Great post BTW. I can totally relate. I'm also *MMPHMMMM* in age...but I don't feel it really.

I'll leave you with my favorite line from the movie City Slickers:

Value this time in your life kids, because this is the time in your life when you still have your choices, and it goes by so quickly. When you're a teenager you think you can do anything, and you do. Your twenties are a blur. Your thirties, you raise your family, you make a little money and you think to yourself, "What happened to my twenties?" Your forties, you grow a little pot belly you grow another chin. The music starts to get too loud and one of your old girlfriends from high school becomes a grandmother. Your fifties you have a minor surgery. You'll call it a procedure, but it's a surgery. Your sixties you have a major surgery, the music is still loud but it doesn't matter because you can't hear it anyway. Seventies, you and the wife retire to Fort Lauderdale, you start eating dinner at two, lunch around ten, breakfast the night before. And you spend most of your time wandering around malls looking for the ultimate in soft yogurt and muttering "how come the kids don't call?" By your eighties, you've had a major stroke, and you end up babbling to some Jamaican nurse who your wife can't stand but who you call mama. Any questions?

eatdrinknbmerry said...

Pam, i've been over to the Hamburger Convalescent Home in West Hollywood. The second i walked in, i got stares from all the old customers. I was like "wait a minute, what era am i in right now???" I think the food is still better than your typical TGIF/Applebee's/Red Robin's/chotschkie's crap joint, but it just feels so depressing in there. i almost feel like i should get up on the table and start juggling bowling pins with my midget friend in a bozo suit to add some life in there.

Daily Gluttony said...


I know, kinda depressing huh? Oh well, as I always say, "As long as you're young at heart!"
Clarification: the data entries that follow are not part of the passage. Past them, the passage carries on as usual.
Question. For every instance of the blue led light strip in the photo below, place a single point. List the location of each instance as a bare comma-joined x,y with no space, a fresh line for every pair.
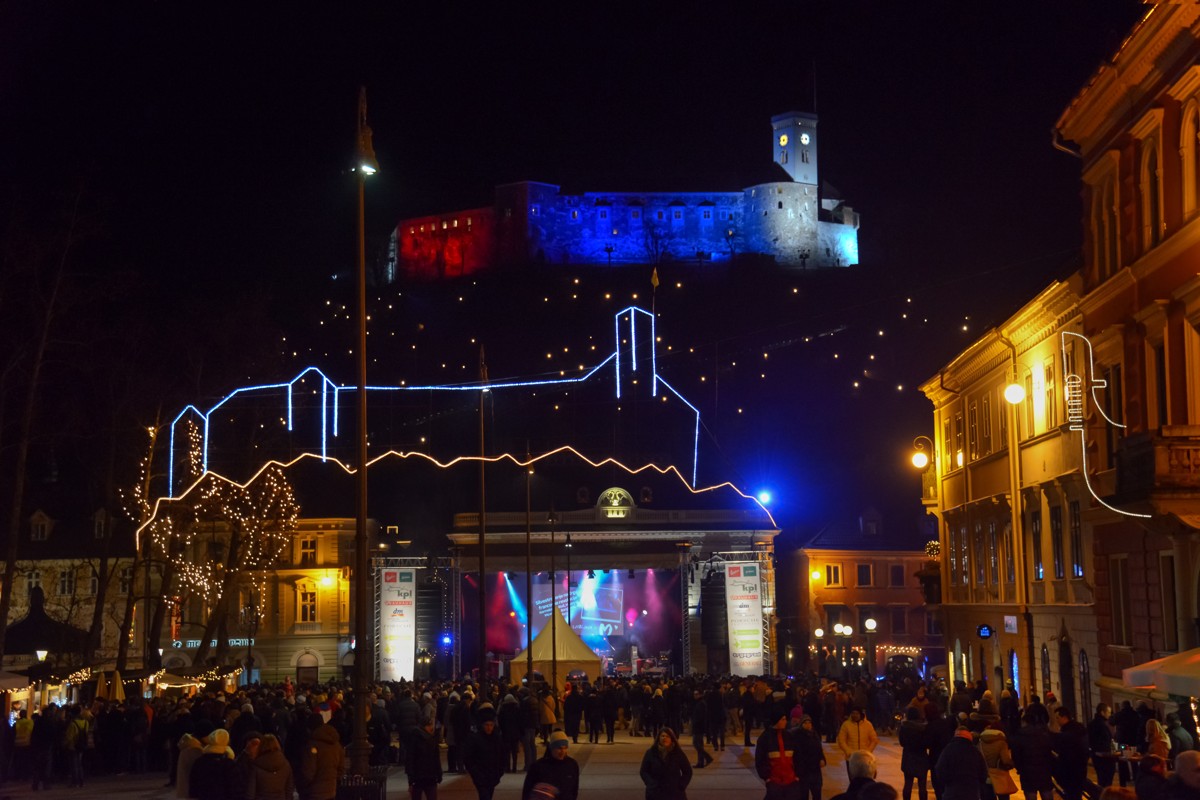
327,385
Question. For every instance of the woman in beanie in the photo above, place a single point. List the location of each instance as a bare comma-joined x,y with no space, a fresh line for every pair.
666,770
556,775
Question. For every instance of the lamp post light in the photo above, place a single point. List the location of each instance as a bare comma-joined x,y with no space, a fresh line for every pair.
869,624
820,636
360,746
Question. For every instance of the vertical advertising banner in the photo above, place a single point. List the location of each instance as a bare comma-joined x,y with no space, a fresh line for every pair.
743,606
397,625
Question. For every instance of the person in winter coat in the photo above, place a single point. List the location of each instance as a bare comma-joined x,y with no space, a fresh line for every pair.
323,764
190,749
1071,753
556,775
857,733
700,729
810,757
214,775
915,753
999,758
423,763
961,769
1101,743
1181,739
1035,762
270,775
777,757
665,769
509,719
485,755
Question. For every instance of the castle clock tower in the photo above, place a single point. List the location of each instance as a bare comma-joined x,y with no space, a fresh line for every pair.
795,145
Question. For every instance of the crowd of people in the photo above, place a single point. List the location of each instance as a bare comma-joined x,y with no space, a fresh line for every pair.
281,741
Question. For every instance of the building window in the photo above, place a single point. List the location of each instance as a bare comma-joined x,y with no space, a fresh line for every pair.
952,552
973,432
1060,567
965,555
1085,680
309,551
1151,214
1045,669
1036,528
306,602
1009,559
994,552
981,560
1119,595
1170,607
1077,541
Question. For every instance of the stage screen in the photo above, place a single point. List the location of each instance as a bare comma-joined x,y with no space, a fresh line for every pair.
610,611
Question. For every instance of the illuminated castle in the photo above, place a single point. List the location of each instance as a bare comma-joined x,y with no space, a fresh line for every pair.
784,218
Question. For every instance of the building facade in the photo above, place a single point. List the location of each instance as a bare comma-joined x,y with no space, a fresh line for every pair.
855,573
787,218
1134,127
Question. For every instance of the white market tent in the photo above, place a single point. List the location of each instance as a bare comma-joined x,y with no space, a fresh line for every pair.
573,653
1177,674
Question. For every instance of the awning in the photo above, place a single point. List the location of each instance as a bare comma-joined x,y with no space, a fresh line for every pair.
1179,674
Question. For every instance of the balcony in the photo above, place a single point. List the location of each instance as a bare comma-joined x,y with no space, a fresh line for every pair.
1161,469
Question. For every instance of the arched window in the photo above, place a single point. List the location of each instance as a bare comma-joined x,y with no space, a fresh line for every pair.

What you couldn't stand the Tootsie Roll turd anymore? ha ha


Does your midget friend live in the midget community in Long Beach? ha ha just kidding!

duckduckgoose said...

The happy hour isn't bad and in the bar you're usually removed from the cocoon. I go to the one in Brentwood or the one on Motor near National. Free parking and cheap fried artichokes.

Bandini said...

I have early childhood memories of being told off by my Mom at a hamburger hamlet. Apparently I jumped up on the table and pull down my shorts and gave the other patrons a sneak preview to an animated movie that wouldn't be released for at least another decade.

Daily Gluttony said...


Thanks for stopping by and commenting! Yeah I heard the happy hour isn't bad. Some of my friends actually go to the Hollywood one for that. Oh, and I love the "cocoon" line!


You prolly gave some of those grannies a heart attack! LOL!